I have recently got back to developing training labs for the Simics simulator (and related technologies). During the process of developing a new accelerator model using as many of the latest frameworks and APIs as possible, it was basically guaranteed that I would hit some bugs and unexpected behaviors. That is a natural part of and benefit from creating training materials in the first place. It also provides a good illustration of two fundamentally different ways to look at software development. One is to play it safe and get things done in known ways, and the other is charge ahead, try the unknown, and see what happens. Damn the torpedoes, bugs are a benefit. No bug reports, no glory. In this post, I will share some recent examples of just coding ahead and breaking thing.
Looking for Trouble?
I find myself writing code in two different modes. If the goal is to solve an immediate problem, I tend to fall back to proven patterns and methods. No point in going on an adventure for something that is supposed to be used “for real”. Get it done in a way that seems most likely to work.

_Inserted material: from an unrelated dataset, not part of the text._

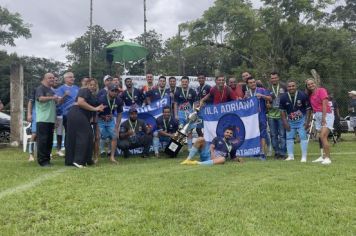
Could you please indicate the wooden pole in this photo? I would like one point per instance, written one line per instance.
(16, 103)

On the other hand, when the purpose is to build training materials, test the documentation, or try new functionality, being adventurous is part of the game. There are a few different philosophies that intersect here:
Classic testing principles – do the unexpected, try everything not explicitly forbidden by the spec, act dumb and try to code like a naïve programmer. Even if something is forbidden by the spec, try it anyway to test the error handling. If the specification is not clear, misunderstand it on purpose. I wrote a couple of pieces about this type of thinking on my Intel blog in 2017. As the joke goes… “a tester/QA engineer walks into a bar and orders 1 beer. 0 beers. -1 beers. Orders a lizard. Orders an emoji… etc.” I totally subscribe to that principle. Try the unexpected, try the likely to fail. And then go totally off the script (See this variant of the joke, for example).
Nice-looking examples – which is the more interesting case. When writing code that is supposed to be used as examples by users, I like the code to be as simple and consistent and “obvious” and “clean” as possible. I don’t like having to write comments that explain that “due to some inconsistency in the product, you have to do it this way”. Instead, I want to do things in regular and direct ways. The logic should be clear and straightforward, the flow easy to follow, and the code should never contain workarounds or clever tricks. The frame of mind for writing such code is to assume that the underlying system is slightly better than it actually is. There will inevitably be the occasional need to add logic to really create a working solution or handle some corner case, but the code is still better.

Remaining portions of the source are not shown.